I agree that in the moment Archer did not know what else to do. It doesn't make it right, but it does make it realistic.
No, it wasn't right, but in my eyes this is one of those situations where there is no morally right course of action, only courses of action that cause more or less damage and loss of lives, but none that avert such loss altogether.
 
No, it wasn't right, but in my eyes this is one of those situations where there is no morally right course of action, only courses of action that cause more or less damage and loss of lives, but none that avert such loss altogether.
Ethically, it was wrong to steal, but it is forgivable. Legally, you can't just go blowing through stop signs and red lights. If you're driving someone to the ER who's bleeding to death, and if you can do that safely, probably forgivable.

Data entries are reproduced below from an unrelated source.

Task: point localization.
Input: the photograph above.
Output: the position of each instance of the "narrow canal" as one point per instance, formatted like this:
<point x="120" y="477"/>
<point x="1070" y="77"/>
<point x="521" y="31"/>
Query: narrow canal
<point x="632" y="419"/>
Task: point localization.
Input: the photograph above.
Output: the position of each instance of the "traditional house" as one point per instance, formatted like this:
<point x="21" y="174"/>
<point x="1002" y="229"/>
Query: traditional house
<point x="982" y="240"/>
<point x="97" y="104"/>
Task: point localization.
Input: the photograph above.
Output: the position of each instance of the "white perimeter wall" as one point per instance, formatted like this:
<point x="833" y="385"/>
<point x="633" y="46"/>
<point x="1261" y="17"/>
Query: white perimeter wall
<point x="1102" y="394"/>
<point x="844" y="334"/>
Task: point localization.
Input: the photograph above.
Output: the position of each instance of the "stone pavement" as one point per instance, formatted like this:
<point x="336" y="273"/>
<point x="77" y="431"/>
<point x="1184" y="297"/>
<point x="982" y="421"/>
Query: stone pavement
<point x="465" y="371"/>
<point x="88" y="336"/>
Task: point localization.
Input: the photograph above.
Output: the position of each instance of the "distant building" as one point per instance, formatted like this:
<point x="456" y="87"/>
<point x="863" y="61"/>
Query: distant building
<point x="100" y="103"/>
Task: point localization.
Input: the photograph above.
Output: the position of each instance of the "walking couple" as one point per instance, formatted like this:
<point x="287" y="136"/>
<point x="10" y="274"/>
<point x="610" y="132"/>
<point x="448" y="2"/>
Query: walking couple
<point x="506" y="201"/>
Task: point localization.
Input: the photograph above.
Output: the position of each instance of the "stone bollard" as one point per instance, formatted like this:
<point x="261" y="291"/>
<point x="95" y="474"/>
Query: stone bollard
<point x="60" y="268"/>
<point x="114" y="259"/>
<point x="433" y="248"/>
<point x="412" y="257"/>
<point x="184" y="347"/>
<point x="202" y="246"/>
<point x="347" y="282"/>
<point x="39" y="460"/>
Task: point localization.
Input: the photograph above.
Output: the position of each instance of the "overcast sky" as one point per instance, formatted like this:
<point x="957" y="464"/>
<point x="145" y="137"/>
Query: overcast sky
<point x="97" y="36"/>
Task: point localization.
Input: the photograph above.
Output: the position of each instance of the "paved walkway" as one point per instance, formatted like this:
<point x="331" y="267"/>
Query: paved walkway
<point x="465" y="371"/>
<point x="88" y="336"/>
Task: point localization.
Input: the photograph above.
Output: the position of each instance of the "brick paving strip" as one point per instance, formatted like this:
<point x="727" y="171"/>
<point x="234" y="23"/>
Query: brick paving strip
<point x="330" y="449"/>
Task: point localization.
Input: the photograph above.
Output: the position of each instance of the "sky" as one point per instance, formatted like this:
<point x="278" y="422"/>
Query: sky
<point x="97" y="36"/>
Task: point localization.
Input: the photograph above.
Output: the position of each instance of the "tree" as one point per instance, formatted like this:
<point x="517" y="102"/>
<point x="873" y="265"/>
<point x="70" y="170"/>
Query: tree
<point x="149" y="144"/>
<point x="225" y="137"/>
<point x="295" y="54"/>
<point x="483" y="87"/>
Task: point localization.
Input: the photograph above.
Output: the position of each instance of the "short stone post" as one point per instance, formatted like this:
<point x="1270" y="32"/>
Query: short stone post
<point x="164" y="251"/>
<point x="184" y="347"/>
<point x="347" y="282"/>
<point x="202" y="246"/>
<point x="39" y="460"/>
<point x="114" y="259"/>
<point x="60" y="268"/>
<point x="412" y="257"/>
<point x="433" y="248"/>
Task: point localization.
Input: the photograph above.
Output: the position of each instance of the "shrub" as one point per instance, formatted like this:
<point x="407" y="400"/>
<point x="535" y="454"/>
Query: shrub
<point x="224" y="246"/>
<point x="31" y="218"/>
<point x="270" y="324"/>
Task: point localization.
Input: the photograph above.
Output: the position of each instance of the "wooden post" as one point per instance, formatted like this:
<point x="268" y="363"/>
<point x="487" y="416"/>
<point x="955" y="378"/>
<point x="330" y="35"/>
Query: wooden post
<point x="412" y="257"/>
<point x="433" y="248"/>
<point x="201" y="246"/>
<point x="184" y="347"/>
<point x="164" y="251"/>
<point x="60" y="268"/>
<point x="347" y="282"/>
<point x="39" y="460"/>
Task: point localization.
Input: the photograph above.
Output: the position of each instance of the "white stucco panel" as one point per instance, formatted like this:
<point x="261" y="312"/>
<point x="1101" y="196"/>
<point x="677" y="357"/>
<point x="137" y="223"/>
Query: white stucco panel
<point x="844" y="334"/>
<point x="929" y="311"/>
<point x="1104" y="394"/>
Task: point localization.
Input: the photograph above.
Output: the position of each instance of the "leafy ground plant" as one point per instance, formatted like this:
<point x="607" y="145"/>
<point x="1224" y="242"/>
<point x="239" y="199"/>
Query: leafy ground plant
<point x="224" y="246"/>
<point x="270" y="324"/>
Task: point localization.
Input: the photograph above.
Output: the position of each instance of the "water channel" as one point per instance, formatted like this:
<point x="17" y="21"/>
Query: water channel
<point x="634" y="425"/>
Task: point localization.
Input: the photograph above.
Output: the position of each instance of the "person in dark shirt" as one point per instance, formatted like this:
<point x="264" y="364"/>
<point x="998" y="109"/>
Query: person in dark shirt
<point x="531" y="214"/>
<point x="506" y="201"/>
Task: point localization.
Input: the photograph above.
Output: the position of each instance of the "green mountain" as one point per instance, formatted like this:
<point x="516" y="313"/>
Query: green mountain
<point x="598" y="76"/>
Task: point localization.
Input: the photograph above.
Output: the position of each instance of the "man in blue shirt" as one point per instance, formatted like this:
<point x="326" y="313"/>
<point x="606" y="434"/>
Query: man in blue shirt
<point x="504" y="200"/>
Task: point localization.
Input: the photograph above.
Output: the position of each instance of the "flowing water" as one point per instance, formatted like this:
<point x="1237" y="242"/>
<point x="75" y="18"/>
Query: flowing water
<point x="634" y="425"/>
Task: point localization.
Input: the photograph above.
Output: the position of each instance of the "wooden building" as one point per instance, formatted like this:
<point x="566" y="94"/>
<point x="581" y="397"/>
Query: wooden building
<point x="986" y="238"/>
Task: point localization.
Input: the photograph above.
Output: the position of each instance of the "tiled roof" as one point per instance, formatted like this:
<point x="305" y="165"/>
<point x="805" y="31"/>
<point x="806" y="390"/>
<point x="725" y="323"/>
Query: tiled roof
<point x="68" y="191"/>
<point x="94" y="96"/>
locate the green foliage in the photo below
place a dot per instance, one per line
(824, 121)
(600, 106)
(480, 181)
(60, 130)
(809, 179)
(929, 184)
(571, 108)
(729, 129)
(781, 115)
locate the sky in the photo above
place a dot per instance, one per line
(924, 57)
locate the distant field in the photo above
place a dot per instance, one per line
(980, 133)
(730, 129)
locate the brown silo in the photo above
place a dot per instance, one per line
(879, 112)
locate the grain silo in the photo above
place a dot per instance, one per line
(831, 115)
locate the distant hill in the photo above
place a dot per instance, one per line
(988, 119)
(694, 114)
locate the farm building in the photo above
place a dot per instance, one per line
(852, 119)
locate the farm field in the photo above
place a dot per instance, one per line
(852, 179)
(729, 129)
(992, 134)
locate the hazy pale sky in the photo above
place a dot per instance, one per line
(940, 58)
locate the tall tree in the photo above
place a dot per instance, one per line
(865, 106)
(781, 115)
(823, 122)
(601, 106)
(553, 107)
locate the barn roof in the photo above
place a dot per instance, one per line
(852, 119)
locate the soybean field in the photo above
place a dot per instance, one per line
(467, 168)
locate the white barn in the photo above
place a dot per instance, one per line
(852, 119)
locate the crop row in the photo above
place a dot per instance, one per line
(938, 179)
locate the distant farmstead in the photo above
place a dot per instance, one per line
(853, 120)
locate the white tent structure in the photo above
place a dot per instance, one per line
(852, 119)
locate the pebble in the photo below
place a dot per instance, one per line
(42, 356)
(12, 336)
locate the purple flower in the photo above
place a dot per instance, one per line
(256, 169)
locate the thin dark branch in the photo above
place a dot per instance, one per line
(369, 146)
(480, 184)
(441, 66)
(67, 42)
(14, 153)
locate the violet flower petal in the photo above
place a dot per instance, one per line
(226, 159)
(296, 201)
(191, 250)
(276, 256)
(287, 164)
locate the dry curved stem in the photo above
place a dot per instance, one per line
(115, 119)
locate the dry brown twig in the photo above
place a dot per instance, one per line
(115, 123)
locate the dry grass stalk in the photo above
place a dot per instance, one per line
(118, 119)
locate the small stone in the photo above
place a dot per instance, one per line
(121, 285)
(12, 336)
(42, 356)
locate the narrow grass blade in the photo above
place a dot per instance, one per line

Same idea.
 
Number One is human.

No she is not.

She is Illyrian.

(Google)

Is Number One an alien?

The series confirms that Number One is an Illyrian, which Original Series writer D.C. Fontana had established in the novel Vulcan's Glory (1989), and reveals that Illyrians genetically modify themselves.

SNW is fairly vague about whether Illyrians are a faction of humans who love Genetic modification, or Aliens who look remarkably human, but there are subtle clues sprinkled about #1 is the same species that Archer stole a Warp coil off, a century earlier, who have since completely redesigned their appearance lockstep with the human race.